You mean the part when he shoots the mutant thug in the head with a gun to save a baby that was taken hostage?
-R
That's all surface. The perfect Batman is more than visuals. They made some major fundamental errors with his character and the way he was written. It's upsetting.
I'm not sure who I prefer as Bats/Bruce because I think they're both quite good. I can't decided between the two until Batfleck gets a solo movie. I need to see him do his own thing, independent of the other characters.
Gotta say, after rewatching the film... As a Batman and Superman fan, I'm really not feeling Affleck's Batman.
The acting was there, but the material was crap. Batman is portrayed as an unhinged psychopath. He was ready to straight up murder Superman till the "Martha" incident.
He showed no remorse too, his last words to Superman before he was about to murder him was "you were never a god, you were never even a man..." Ouch.

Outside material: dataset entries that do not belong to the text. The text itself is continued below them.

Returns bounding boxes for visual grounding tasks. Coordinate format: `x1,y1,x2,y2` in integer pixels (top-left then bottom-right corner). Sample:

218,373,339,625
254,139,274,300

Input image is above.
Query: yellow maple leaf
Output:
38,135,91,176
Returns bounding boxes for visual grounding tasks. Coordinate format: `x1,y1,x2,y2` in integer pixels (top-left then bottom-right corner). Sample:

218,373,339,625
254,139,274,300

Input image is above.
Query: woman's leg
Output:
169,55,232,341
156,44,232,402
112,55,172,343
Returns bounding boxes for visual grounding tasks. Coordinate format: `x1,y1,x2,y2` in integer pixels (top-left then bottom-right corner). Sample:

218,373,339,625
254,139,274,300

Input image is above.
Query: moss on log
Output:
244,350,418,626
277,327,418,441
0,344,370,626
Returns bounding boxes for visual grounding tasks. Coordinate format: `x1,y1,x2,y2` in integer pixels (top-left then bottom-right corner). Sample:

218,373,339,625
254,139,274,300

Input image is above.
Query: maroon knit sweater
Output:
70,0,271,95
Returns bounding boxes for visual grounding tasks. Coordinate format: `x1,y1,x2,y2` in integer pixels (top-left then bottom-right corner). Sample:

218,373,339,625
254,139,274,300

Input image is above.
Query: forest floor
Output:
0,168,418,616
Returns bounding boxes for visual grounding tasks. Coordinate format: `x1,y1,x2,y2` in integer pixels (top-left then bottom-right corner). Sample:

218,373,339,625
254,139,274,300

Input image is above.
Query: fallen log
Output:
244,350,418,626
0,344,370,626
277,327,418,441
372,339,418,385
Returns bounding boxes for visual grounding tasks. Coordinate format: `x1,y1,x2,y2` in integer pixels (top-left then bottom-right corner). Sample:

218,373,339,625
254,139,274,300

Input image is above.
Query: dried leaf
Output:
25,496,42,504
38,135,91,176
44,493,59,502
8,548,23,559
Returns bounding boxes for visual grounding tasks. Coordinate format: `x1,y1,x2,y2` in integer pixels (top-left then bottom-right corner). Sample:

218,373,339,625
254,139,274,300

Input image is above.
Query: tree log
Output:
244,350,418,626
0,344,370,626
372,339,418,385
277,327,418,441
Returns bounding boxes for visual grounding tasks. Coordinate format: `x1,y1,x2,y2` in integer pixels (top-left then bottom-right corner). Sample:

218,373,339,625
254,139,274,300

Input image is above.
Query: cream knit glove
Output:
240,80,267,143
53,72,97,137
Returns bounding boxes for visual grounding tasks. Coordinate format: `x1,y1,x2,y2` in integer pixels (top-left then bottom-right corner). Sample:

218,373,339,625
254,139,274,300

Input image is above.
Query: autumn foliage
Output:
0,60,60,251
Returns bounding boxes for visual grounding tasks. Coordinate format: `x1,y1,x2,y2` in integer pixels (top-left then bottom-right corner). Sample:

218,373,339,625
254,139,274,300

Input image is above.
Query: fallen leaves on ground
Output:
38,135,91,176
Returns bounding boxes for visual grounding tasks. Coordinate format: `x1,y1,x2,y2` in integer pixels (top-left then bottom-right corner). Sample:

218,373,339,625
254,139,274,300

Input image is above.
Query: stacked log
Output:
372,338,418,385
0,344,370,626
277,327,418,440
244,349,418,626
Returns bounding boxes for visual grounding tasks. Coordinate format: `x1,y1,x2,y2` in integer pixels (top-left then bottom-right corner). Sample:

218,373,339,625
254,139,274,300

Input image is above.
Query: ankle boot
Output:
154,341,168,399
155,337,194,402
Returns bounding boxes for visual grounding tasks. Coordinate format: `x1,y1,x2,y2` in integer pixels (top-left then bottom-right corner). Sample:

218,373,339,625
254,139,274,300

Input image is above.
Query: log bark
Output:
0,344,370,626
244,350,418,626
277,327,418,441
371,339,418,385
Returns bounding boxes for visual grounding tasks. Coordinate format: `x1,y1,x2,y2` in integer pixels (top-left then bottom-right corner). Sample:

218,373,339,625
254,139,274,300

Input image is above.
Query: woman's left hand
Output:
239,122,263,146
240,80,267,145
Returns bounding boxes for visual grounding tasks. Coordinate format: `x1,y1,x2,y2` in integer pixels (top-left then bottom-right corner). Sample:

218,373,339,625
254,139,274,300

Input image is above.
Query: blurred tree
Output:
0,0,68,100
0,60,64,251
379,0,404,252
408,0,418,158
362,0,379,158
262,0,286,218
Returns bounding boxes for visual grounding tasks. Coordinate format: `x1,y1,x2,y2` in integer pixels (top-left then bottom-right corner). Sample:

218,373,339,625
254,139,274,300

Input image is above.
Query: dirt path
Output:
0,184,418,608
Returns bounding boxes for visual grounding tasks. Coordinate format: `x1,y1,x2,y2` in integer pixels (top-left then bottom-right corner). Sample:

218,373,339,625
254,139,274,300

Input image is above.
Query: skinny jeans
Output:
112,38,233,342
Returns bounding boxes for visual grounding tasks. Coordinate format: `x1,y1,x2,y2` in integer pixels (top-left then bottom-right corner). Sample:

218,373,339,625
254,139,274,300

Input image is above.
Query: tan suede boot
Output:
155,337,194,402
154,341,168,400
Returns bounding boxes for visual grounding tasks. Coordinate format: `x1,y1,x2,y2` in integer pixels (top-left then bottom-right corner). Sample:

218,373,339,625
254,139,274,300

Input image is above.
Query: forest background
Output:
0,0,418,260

That's terrible characterization for Batman. He's a beloved character with a moral core, who knows his limits.
This version lacked that and came off like an unlikable borderline villain. Made me miss the nobility and heroism of Nolan and Bale's Batman. The Snyder Batman is just unsettling. He never was like this in DKR. Felt like Snyder was just pushing Batman in this direction for cheap thrills.
- He didn't kill those ninjas. He never tried to kill anyone there. They all had ample chance to haul ass and escape. It wasn't an inescapable death trap, otherwise he'd have been dooming himself, too. He created a distraction to scare them off. He saved the only person who was incapable of saving himself - Ducard/Ra's. All the others chose to stay and try and fight him in spite of the impending danger. Sealed their own fate.

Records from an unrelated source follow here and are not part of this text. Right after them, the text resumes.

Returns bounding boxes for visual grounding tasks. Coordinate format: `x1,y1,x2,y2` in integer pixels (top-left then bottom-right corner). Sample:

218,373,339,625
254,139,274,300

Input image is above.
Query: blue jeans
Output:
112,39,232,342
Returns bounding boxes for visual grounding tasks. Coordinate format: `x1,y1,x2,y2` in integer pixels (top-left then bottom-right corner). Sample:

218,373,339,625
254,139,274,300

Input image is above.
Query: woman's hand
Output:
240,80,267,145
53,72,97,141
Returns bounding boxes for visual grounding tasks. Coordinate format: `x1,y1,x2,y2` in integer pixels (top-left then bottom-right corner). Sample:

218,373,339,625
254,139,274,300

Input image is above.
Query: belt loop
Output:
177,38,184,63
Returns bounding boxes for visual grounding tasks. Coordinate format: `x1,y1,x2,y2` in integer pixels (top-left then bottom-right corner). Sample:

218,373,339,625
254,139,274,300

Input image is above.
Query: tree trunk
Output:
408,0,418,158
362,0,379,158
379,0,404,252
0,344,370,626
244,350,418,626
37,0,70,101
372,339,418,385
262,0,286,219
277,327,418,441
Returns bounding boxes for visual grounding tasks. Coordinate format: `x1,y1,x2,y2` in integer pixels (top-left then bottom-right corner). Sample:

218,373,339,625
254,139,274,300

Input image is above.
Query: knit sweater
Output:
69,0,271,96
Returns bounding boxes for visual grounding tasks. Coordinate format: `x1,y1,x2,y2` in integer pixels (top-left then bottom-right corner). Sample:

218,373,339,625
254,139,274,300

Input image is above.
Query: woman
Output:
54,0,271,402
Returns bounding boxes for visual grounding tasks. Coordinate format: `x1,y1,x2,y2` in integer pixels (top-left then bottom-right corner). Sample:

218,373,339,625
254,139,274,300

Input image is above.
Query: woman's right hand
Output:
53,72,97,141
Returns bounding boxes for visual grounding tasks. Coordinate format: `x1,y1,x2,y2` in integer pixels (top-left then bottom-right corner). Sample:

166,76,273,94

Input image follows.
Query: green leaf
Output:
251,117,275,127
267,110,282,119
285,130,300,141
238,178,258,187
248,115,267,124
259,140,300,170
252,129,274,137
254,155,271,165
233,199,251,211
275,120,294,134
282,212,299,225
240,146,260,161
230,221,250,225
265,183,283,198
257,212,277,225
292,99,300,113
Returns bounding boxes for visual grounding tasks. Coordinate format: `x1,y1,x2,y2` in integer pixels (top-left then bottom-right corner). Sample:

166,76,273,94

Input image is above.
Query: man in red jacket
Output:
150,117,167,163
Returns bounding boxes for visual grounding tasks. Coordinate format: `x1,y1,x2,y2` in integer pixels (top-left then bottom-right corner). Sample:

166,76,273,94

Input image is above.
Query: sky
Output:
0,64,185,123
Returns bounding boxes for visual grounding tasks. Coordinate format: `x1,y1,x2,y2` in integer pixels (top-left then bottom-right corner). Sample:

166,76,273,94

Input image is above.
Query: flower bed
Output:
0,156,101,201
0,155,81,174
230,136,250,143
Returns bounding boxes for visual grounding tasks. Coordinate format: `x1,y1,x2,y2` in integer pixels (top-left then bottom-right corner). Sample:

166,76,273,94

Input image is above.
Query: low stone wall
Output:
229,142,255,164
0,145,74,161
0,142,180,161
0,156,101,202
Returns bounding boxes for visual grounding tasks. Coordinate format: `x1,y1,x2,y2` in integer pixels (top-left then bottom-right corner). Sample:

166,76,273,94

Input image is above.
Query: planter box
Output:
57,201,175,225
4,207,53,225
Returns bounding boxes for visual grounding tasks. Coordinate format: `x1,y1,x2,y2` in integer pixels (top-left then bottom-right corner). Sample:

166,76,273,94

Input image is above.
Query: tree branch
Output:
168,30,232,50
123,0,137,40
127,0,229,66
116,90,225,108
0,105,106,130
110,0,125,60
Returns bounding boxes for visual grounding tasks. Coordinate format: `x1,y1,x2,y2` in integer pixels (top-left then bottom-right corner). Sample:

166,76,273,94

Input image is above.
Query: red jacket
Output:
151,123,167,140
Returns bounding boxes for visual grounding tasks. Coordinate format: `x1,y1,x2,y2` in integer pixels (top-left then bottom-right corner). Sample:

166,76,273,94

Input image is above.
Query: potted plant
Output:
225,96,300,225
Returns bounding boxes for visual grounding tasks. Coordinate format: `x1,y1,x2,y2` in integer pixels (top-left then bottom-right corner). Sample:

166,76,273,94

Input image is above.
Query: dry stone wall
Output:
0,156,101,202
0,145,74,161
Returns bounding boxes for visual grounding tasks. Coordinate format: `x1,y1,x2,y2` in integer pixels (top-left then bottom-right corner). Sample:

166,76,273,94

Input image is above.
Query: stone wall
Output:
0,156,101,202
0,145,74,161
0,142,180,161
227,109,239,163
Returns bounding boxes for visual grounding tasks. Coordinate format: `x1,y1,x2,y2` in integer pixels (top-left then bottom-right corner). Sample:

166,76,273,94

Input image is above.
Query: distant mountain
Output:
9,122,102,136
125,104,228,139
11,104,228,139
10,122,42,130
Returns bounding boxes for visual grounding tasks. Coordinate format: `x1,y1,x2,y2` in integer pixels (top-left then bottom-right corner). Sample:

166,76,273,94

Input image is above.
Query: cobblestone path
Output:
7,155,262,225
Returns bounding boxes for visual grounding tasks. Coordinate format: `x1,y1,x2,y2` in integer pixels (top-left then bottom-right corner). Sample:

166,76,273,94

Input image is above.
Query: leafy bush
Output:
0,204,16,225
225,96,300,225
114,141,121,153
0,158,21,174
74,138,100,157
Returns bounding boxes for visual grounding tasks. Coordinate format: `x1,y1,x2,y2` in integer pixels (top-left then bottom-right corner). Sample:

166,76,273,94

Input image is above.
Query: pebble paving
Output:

- He didn't kill anyone in the Police chase, that was verbally stated in the movie. But more importantly the movie made a point to paint his reckless behavior in that chase as bad. They had Alfred chew him out over it afterward, even though he had been rushing back to the cave because Rachel was dying. Nowhere in BvS does anyone frown on his murderous antics. Least of all Alfred, which was a disgrace.
- Who says that thug was killed? People have walked away from car crashes worse than that.

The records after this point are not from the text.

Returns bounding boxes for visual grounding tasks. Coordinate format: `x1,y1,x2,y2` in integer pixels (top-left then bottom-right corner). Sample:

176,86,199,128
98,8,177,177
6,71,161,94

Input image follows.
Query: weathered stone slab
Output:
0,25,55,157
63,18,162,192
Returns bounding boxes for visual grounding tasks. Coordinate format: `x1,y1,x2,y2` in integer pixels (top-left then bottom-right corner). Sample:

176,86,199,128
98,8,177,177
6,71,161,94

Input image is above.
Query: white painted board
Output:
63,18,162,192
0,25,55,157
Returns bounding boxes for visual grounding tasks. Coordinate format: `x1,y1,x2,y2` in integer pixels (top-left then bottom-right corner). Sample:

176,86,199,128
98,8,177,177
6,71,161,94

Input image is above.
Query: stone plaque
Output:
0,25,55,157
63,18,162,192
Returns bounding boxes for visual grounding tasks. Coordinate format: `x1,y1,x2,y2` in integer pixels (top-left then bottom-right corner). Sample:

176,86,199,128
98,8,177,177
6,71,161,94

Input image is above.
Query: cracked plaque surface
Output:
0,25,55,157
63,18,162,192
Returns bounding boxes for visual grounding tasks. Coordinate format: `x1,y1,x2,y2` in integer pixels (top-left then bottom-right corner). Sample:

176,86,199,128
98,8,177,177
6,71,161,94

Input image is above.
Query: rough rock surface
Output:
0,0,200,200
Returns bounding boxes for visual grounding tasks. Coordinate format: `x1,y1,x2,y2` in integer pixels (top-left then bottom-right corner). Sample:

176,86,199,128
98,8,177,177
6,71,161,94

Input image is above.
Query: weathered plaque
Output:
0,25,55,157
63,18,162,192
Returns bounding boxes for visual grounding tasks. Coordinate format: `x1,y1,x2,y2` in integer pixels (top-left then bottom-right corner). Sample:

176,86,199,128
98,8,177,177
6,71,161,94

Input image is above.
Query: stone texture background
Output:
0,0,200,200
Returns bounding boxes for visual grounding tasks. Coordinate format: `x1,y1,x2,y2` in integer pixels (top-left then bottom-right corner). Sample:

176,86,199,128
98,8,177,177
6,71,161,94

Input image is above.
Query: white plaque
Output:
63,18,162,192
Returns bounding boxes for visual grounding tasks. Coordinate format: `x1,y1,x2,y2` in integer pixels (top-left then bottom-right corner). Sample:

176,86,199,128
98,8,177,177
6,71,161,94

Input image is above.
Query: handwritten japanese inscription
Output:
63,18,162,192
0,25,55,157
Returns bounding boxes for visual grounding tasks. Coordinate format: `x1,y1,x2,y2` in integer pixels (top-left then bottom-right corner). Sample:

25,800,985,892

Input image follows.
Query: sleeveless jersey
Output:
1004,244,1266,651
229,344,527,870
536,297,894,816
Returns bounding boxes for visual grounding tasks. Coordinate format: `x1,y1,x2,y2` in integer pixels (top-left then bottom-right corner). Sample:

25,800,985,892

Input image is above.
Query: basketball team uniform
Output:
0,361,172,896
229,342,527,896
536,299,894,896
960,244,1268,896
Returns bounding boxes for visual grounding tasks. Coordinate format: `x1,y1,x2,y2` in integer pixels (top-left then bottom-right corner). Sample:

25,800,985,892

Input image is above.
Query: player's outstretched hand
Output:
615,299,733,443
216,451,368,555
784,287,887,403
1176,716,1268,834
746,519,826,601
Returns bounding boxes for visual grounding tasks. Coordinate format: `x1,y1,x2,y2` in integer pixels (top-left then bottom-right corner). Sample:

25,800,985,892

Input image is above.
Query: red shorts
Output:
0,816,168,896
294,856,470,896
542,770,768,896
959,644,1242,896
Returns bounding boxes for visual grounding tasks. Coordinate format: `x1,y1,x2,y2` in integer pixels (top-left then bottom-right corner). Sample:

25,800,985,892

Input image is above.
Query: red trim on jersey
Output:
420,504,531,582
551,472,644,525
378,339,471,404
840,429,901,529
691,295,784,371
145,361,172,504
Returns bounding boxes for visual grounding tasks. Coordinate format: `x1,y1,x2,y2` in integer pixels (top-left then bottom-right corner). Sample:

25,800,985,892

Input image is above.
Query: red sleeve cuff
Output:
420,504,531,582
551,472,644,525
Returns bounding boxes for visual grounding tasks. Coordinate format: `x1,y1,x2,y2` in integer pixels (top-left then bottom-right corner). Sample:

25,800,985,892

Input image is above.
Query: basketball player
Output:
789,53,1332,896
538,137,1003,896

- You mean the vacant cars parked in the parking spaces by the dumpsters; http://screenmusings.org/movie/blu-ray/The-Dark-Knight/pages/The-Dark-Knight-1688.htm
- The kills in the Talia chase were totally necessary and unavoidable. He had minutes to stop a bomb that was going to nuke the city. What other options did he have that did not include lethal force to get to that truck and stop it? Ask Talia to pull her truck over and tell her tumblers to back off so he could take the bomb?